Picoplankton Bloom in Global South? A High Fraction of Aerobic Anoxygenic Phototrophic Bacteria in Metagenomes from a Coastal Bay (Arraial do Cabo--Brazil)

Abstract

Marine habitats harbor a great diversity of microorganism from the three domains of life, only a small fraction of which can be cultivated. Metagenomic approaches are increasingly popular for addressing microbial diversity without culture, serving as sensitive and relatively unbiased methods for identifying and cataloging the diversity of nucleic acid sequences derived from organisms in environmental samples. Aerobic anoxygenic phototrophic bacteria (AAP) play important roles in carbon and energy cycling in aquatic systems. In oceans, those bacteria are widely distributed; however, their abundance and importance are still poorly understood. The aim of this study was to estimate abundance and diversity of AAPs in metagenomes from an upwelling affected coastal bay in Arraial do Cabo, Brazil, using in silico screening for the anoxygenic photosynthesis core genes. Metagenomes from the Global Ocean Sample Expedition (GOS) were screened for comparative purposes. AAPs were highly abundant in the free-living bacterial fraction from Arraial do Cabo: 23.88% of total bacterial cells, compared with 15% in the GOS dataset. Of the ten most AAP abundant samples from GOS, eight were collected close to the Equator where solar irradiation is high year-round. We were able to assign most retrieved sequences to phylo-groups, with a particularly high abundance of Roseobacter in Arraial do Cabo samples. The high abundance of AAP in this tropical bay may be related to the upwelling phenomenon and subsequent picoplankton bloom. These results suggest a link between upwelling and light abundance and demonstrate AAP even in oligotrophic tropical and subtropical environments. Longitudinal studies in the Arraial do Cabo region are warranted to understand the dynamics of AAP at different locations and seasons, and the ecological role of these unique bacteria for biogeochemical and energy cycling in the ocean.

FIG. 1.

Percent fraction of AAPs in ten samples of the GOS dataset with the highest AAP frequencies and our two samples from Arraial do Cabo (unassembled samples).
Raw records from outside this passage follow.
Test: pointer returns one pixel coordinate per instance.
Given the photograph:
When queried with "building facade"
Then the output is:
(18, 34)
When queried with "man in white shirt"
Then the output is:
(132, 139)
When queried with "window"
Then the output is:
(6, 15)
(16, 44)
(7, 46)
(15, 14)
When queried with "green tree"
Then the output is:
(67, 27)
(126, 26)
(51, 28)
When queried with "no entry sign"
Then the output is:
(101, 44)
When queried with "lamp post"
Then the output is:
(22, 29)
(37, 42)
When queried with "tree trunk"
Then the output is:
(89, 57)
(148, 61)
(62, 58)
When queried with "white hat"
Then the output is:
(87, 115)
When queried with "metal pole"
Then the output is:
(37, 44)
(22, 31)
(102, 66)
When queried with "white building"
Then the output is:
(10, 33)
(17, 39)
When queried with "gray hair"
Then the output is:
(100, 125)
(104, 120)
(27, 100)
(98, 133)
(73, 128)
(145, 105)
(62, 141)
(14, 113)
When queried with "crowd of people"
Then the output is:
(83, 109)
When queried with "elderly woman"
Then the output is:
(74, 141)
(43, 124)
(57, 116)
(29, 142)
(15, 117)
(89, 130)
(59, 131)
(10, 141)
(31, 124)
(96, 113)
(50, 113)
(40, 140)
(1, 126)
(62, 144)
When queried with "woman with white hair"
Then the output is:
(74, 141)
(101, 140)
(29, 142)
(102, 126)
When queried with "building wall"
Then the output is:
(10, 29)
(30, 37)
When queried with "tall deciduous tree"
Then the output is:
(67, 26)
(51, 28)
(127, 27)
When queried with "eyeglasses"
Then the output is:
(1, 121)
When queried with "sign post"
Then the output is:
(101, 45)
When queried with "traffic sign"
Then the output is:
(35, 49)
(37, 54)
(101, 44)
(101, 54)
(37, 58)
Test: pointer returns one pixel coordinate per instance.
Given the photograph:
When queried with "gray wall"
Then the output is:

Sample P, Arraial do Cabo; GS033, Punta Cormorant, Floreana Island (Hypersaline Lagoon); GS108b, Coccos Keeling, Inside Lagoon (>0.8 μm fraction); GS003, Browns Bank, Gulf of Maine; Sample E, Arraial do Cabo (>0.8 μm fraction); GS112, Indian Ocean; GS111, Indian Ocean; GS108a,Coccos Keeling, Inside Lagoon; GS117a, St. Anne Island, Seychelles; GS034, North Seamore Island (Galapagos); GS035, Wolf Island (Galapagos); and GS008, Newport Harbor, RI.

FIG. 2.

Percent fraction of AAPs in ORFs (calculated from “reads equivalents” of each ORF) from the selected ten samples of the GOS dataset and our two samples from Arraial do Cabo. Sample P (free-living), Arraial do Cabo; GS033, Punta Cormorant, Floreana Island (Hypersaline Lagoon); GS108b, Coccos Keeling, Inside Lagoon (0.8 μm fraction); GS003, Browns Bank, Gulf of Maine; Sample E (particle-associated), Arraial do Cabo (0.8 μm fraction); GS008, Newport Harbor, RI; GS117a, St. Anne Island, Seychelles; GS035, Wolf Island (Galapagos); GS112, Indian Ocean; GS111, Indian Ocean; GS108a, Coccos Keeling, Inside Lagoon; and GS034, North Seamore Island (Galapagos).

FIG. 3.

Worldwide distribution of sample sites of the ten GOS datasets with the highest AAP % fraction and the samples from Arraial do Cabo.

FIG. 4.

Phylogenetic tree of pufM genes from all ten GOS samples, our two Arraial do Cabo samples, and all reference sequences retrieved from NCBI and KEEG (KO). Only sequences with more than 700 nucleotides were used. The tree was obtained by Bayesian analysis on Mr Bayes 3.2, using the GTR model and gamma distribution. Two executions were carried out with four parallel chains and 10 millions of executions. The highlighted clades refer to the different AAP phylo-groups defined by Yutin et al., (2007).

FIG. 5.

Relative abundance of each phylo-group retrieved from the different analyzed metagenomic samples. Number of read equivalents for each obtained ORF was counted and percentages were calculated by using the classification of the phylogenetic tree generated by ARB.